"Carport, breezeway, house. Carport, breezeway, house."
By that point, 90 minutes into our three-hour tour, I'd heard the phrase so many times that my brain was turning it into a sing-song-y lyric, not unlike the one that sets up camp in your cortex following a trip through "It's a Small World" at Disneyland. Except this tune made complete sense.
We were driving through Twin Palms, a neighborhood of 1950s-era tract houses in such uniformly pristine condition that every street looked like a "Brady Bunch" backlot. At each address, tour guide Robert Imber would recite the mantra.
His point? To demonstrate that while each home appeared strikingly different -- thanks to playful variations in rooflines, window placements and ornamental concrete block or stone -- they all followed an identical pattern, that of a carport attached to a breezeway attached to a house. Turns out the houses were all built by the Alexander Brothers, a local developer that found a way to bring the area's iconic modernist design to the masses, a bricks-and-mortar legacy of the United States' cocky postwar confidence.

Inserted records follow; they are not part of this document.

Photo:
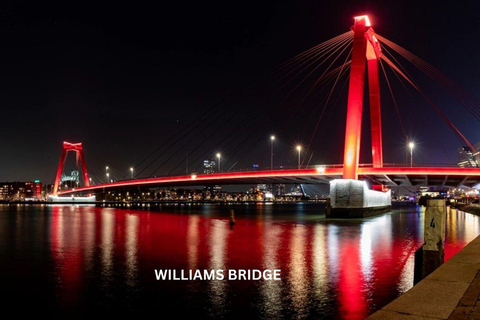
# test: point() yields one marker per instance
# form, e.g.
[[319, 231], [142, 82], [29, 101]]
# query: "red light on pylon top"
[[364, 17]]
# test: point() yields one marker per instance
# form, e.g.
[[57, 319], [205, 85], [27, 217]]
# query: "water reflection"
[[103, 259]]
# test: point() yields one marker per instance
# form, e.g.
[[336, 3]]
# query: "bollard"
[[431, 255], [328, 208], [232, 219]]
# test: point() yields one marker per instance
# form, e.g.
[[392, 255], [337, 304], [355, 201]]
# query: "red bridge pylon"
[[77, 148]]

Although I'd been to Palm Springs, Calif., several times, I never really saw past its obvious attributes: the snow-capped San Jacinto mountains, the eternal sunshine, the desert's flat color palette, punctuated by stretches of grass and gardens. But the rest of the landscape seemed a carbon copy of Southern California's freeway culture: endless strip malls and anonymous gated communities. Yawn.

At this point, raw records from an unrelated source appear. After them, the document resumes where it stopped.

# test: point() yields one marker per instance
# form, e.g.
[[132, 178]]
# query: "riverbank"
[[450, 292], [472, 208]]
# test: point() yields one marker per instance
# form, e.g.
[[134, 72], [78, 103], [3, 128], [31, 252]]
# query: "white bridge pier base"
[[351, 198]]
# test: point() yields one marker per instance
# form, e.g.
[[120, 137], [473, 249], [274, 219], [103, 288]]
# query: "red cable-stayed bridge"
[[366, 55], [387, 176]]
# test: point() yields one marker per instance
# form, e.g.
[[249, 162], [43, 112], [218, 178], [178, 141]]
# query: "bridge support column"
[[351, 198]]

It took Imber and his three-hour tour to open my eyes to the area's treasure trove of postwar architecture. Despite his minivan's packed-like-anchovies quarters -- and its on-again, off-again air conditioning -- I have never enjoyed a tour as much. Six of us sat, enraptured, as Imber turned the city's streets into a maze and talked, literally nonstop. A good driver? No. An encyclopedic and entertaining advocate for architectural preservation? Absolutely.
L.A. makes its mark
The buildings flew by, with Imber's breathless play-by-play filling in all possible blanks. An elegantly curvy bank, accented with azure tile and a geometric gold screen, would make Le Corbusier do a double take. Another bank, fronted by a reflecting pool and finished with a gleaming bronze facade, seemed plucked off a plaza in Brasilia. Even the familiar sang with mid-century panache. A former gas station, with a thrusting triangular roof acting like a calling card to passing drivers, is now a visitor center.